Certaines en souffrent mais néanmoins, elles ne restent pas muettes et passives. C’est cela qui est intéressant. Souvent, les femmes des jeunesses que j'ai observées étaient conscientes de ces stéréotypes et cultivaient des stratégies pour retourner à leur avantage la situation. Elles se traitent elles-mêmes de «pute» et le revendiquent. Même si elles évoluent dans un espace très régi par des normes masculines, les femmes parviennent à se faire une place. Cela ne veut pas dire pour autant que les inégalités de genre ne subsistent pas.
La vague #MeToo a-t-elle atteint les sociétés des jeunesse?
Oui. Depuis deux ou trois ans, la Fédération vaudoise des jeunesses campagnardes a beaucoup communiqué sur le sexisme, pour qu’il y ait une prise de conscience des inégalités. Il ne faut pas croire que les jeunesses sont coincées dans un temps ancien ou extérieures à la société. Elles évoluent parfois moins vite, mais elles sont forcément conditionnées par les transformations sociales.

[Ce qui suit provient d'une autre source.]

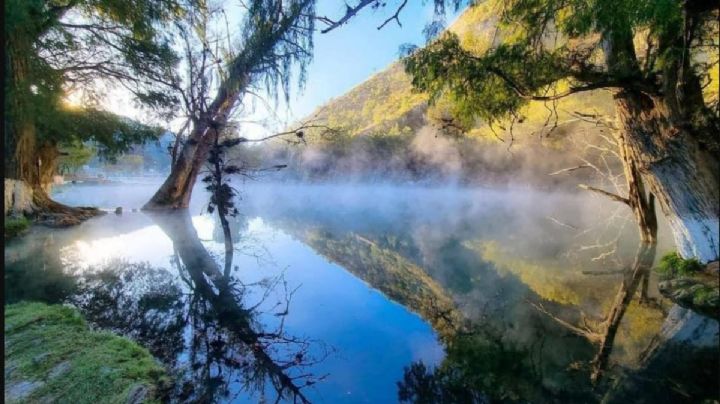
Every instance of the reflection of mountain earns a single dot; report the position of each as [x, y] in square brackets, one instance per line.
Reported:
[451, 279]
[494, 293]
[391, 273]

Les populations se mélangent, de nouveaux arrivants apportent d’autres visions du monde, il y a aussi de plus en plus d’étudiants...

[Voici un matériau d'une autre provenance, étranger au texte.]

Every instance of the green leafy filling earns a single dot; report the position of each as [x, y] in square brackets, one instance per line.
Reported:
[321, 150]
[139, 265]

Mais il y a toujours des «soirées meules».
Certes, mais il peut s'agir de la valorisation d’une certaine continuité, une transmission de valeurs (Xème édition d’une fête, par exemple), et la volonté de se distinguer des autres sociétés de jeunesse. Et, après tout, peut-être que cette «soirée meules» est aussi un simple moyen de faire parler de soi.
Vous avez passé cinq ans en immersion. Comment y avez-vous été perçu?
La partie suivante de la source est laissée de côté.